By Keep It Cleaner
@laure.henshaw @keepitcleaner

Life manages to throw so many commitments at us and sometimes finding the time to exercise gets pushed to the end of our priority list. Steph and I thought this would be the perfect post to share with you this week as we are both crazy with Spring Racing requirements but we have both still prioritised our workouts- and wanted to share how and why we do here…

This happens to everyone and I am definitely also guilty myself.
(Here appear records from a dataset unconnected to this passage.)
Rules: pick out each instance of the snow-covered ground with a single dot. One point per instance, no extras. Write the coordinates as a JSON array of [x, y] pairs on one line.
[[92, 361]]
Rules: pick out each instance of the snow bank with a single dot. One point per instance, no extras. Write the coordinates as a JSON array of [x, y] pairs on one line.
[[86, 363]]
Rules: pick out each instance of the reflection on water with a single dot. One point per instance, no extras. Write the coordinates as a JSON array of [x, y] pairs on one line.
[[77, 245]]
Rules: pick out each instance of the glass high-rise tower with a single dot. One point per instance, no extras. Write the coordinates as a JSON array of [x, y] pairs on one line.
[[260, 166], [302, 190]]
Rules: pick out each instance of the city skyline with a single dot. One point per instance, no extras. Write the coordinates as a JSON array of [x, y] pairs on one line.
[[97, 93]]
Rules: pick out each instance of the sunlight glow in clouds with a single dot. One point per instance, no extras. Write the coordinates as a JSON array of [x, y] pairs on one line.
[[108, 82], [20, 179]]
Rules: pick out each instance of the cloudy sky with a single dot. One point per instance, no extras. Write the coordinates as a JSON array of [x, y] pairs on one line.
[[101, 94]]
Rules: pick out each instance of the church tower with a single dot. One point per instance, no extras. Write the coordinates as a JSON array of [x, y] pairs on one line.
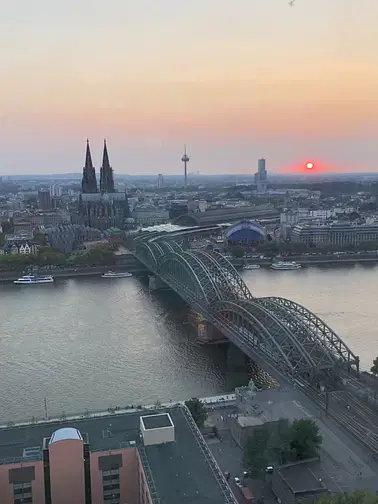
[[89, 182], [106, 174]]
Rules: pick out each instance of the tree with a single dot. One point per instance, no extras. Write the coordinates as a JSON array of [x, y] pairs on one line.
[[280, 443], [374, 368], [305, 439], [358, 497], [256, 454], [237, 252], [197, 410]]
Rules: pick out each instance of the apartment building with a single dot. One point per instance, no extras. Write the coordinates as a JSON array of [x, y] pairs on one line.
[[141, 457]]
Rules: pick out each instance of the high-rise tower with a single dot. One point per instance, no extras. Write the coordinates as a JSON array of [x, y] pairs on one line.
[[261, 177], [106, 174], [89, 182], [185, 159]]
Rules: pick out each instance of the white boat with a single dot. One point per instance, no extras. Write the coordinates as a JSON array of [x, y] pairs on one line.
[[285, 265], [33, 280], [112, 274]]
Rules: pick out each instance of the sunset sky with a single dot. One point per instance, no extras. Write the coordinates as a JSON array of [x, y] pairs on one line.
[[235, 80]]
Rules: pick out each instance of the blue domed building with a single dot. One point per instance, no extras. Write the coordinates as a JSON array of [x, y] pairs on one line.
[[246, 234]]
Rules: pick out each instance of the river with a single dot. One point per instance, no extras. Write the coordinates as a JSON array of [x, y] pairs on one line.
[[91, 343]]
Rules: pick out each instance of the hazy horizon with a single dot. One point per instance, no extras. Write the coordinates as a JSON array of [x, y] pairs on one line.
[[234, 81]]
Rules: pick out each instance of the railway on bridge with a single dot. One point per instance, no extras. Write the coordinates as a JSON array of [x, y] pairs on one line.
[[282, 333]]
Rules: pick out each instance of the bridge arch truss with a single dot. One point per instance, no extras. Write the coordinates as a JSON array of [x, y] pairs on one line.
[[286, 333]]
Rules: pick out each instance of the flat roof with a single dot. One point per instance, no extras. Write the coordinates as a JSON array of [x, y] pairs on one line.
[[156, 421], [301, 478], [181, 470]]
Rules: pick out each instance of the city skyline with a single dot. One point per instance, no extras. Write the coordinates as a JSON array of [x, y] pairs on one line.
[[233, 82]]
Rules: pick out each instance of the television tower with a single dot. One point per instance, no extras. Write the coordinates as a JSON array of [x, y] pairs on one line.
[[185, 159]]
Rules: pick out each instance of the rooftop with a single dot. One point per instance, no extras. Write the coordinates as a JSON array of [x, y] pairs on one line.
[[156, 421], [232, 214], [182, 470]]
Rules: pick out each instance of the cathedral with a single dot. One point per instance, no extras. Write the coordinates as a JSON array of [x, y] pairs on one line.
[[104, 208]]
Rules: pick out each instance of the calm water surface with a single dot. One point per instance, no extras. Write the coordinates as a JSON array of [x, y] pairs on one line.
[[91, 343]]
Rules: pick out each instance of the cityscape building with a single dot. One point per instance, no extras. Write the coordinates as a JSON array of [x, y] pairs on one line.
[[106, 174], [106, 208], [261, 177], [160, 181], [140, 457], [185, 159], [337, 233], [44, 199]]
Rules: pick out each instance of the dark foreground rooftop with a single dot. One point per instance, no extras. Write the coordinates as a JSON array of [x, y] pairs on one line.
[[182, 471]]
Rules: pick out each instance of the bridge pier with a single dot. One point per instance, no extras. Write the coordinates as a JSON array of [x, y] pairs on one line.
[[206, 333], [154, 283]]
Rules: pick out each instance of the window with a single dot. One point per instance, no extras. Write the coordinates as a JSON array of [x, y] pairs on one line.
[[111, 486], [22, 493]]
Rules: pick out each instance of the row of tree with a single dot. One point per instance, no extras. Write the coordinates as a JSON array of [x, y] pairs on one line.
[[280, 443]]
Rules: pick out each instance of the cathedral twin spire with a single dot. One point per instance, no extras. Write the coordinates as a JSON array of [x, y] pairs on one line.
[[89, 181]]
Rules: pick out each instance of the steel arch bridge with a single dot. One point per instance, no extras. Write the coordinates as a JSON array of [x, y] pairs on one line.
[[282, 332]]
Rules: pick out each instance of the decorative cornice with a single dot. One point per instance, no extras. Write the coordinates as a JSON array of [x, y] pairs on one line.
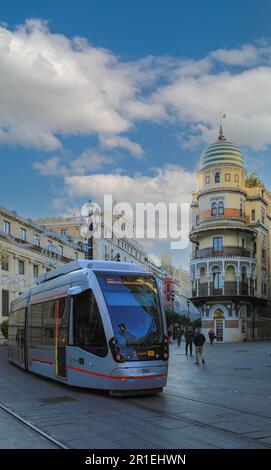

However, more often than not squeezing in that 45 minute spin class after work or 30 minute jog in your lunch break will be much more beneficial for you than staying at your desk or rushing straight home to get back onto your laptop to do more work than you realise.

I have received heaps of questions from you guys regarding how I manage my Law/Business and Personal Training studies, Keep it Cleaner, Model, and still find at least 45 minutes a day to exercise.

My simple answer is– I prioritise exercise and I make time, no matter what.

I am not suggesting to stay awake 20 hours a day and push your body beyond its limits, if you feel tired and run down don’t push yourself but if you spend 8-10 hours a day at a desk a little bit of exercise will do the world of good for your energy levels and overall wellness.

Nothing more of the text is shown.